Grace and peace to you

Posted on May 2, 2018

For most people I would believe that new years is that time of the year where people begin to reminiscence the most. For myself as a pastor in the United Methodist Church my new years is July, the suspicious time of the year where the bishop moves the chess pieces around to try and win this game called "church in 21st century." There is something about looking back at the memories of the past that help us springboard into what will come next. This is no different in the church.

Any preacher talking about a Hebrew Bible (Old Testament) scripture will undoubtedly reference the text as "this is what it was like long ago" so that we can "appreciate the progress that God has made in our present reality" and thus "we must not stay in the past lest we fall back from what God is doing in the future." In fact, these are quotes from an assortment of sermons I have delivered to you all at various times of the year from Hebrew related scriptures.

I've been going through my sermons a lot recently (mostly for a paper for school) trying to identify where and how my theology has changed over time. It's been fascinating journey, although I admit failure to stay consistent. I regret this is many ways because I fear your personal understanding of God has been scatter shotted by my teachings from the pulpit. Had I had more time with you and I could do it all over again, I would probably use series preaching more often and have Bible Studies and discussion groups run alongside these series for those who wanted to engage more in what was talked about. I apologize for not doing that, but I suppose that's the reality of having a student pastor. I'm like a puppy trying to figure out how to swim.

My sermons (and by extension my overall theology) has gone from overly positive/prosperous teaching to my most recent months which are incredibly critical of church structure. The issue with the positive/prosperous is that it is not a Biblical teaching because it doesn't account for the harsh realities of pain in our lives, random occurence of tragedy and where God is in all of that. The issue with the overly critical sermons is that they can be soul draining for parishioners to hear week after week about how the world is crappy and the church is crappier. People come to church for their souls to be refreshed and to experience the voice of God...messages like these can be a prophetic challenge, but even in scriptures the people turned from the prophets when they couldn't listen to more doom and gloom. They needed things like the psalms, and the celebration writings, and other things like that.

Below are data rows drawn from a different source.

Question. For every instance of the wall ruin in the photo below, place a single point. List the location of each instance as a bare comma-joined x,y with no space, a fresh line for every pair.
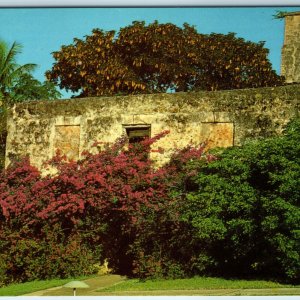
221,118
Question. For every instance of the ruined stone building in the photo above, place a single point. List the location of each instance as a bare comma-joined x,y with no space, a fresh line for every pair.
219,118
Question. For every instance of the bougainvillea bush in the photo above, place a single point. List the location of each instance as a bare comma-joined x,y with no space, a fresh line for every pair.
96,208
236,215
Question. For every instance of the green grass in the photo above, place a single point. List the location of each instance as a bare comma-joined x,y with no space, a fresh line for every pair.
195,283
33,286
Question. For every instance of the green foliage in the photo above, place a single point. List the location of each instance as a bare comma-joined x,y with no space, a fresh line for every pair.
247,204
236,215
156,58
18,85
194,283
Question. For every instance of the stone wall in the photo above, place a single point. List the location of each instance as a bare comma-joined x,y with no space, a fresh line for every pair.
222,118
290,60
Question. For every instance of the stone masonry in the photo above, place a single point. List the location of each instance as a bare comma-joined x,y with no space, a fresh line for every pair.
290,61
219,118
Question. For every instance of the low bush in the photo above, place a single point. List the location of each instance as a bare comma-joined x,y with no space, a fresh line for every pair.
236,214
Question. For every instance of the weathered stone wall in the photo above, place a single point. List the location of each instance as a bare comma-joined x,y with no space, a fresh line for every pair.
222,118
290,60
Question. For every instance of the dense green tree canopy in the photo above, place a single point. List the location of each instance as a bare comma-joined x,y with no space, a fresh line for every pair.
157,57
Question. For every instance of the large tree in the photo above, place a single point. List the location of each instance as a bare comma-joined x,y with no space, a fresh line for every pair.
157,57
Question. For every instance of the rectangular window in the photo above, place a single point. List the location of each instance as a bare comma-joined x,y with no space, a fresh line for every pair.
137,133
67,139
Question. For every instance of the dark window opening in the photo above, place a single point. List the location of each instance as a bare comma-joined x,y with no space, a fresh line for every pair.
137,134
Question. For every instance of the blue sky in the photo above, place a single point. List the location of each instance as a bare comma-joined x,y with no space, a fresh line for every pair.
43,30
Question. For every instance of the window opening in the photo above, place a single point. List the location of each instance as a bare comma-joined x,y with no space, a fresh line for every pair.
137,134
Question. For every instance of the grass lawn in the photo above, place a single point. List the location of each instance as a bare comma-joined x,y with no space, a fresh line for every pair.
29,287
115,285
196,283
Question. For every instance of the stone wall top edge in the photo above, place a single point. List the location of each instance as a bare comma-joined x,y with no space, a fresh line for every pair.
294,13
197,96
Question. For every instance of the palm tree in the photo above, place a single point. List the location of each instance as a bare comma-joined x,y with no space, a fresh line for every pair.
10,71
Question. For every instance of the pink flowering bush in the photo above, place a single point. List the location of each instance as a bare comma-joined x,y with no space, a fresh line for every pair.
106,205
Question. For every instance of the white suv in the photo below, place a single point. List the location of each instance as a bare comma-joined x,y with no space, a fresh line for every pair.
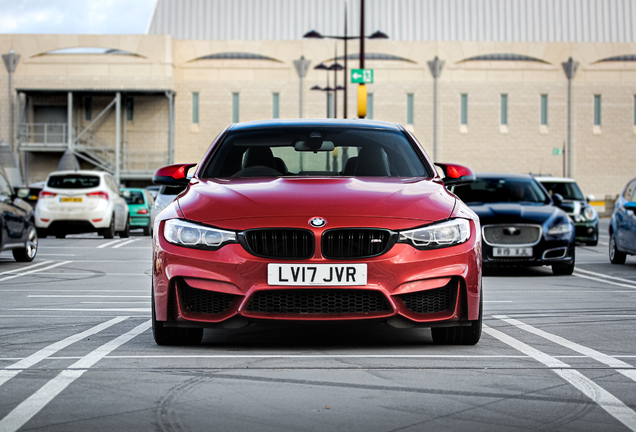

It is probably not hard to notice from your angle, but I have completely hated being in the church (emphasis on THE, not any one specific) since South Africa. So the closer the week gets to sunday the more moody I get and if I so happened to have not written my sermon by the time these mood swings happen then low and behold you get a prophetic "I hate church" sermon. All of this ranting aside to say that our understanding of God, and how we talk and think about God is influenced by our emotions. My curious question for you this month is to reflect upon all the sermons I have delivered to you. What were your favorites? Why were they your favorite? Did they make you feel good or did they help you grow? Or both? Secondly, how have you noticed your emotions impacting how you view God? In times that are critical, what practices can you do to help diminish the negative emotions to think about God in a better light? Have you ever tried Lectio Divina? That's a personal favorite. Taize? Meditation? Hymn singing? Our world is a scary place friends, and being able to articulate God in a way that is both hopeful and honest to scripture might be the key to helping other fearful people give church a chance. Thanks for sticking with me on my own learning journey. I'm confident I'll look back in 30 years upon my time here and laugh about how poor I was as a leader, but it will be experiences like these that give me the roots to grow to the person I need to be.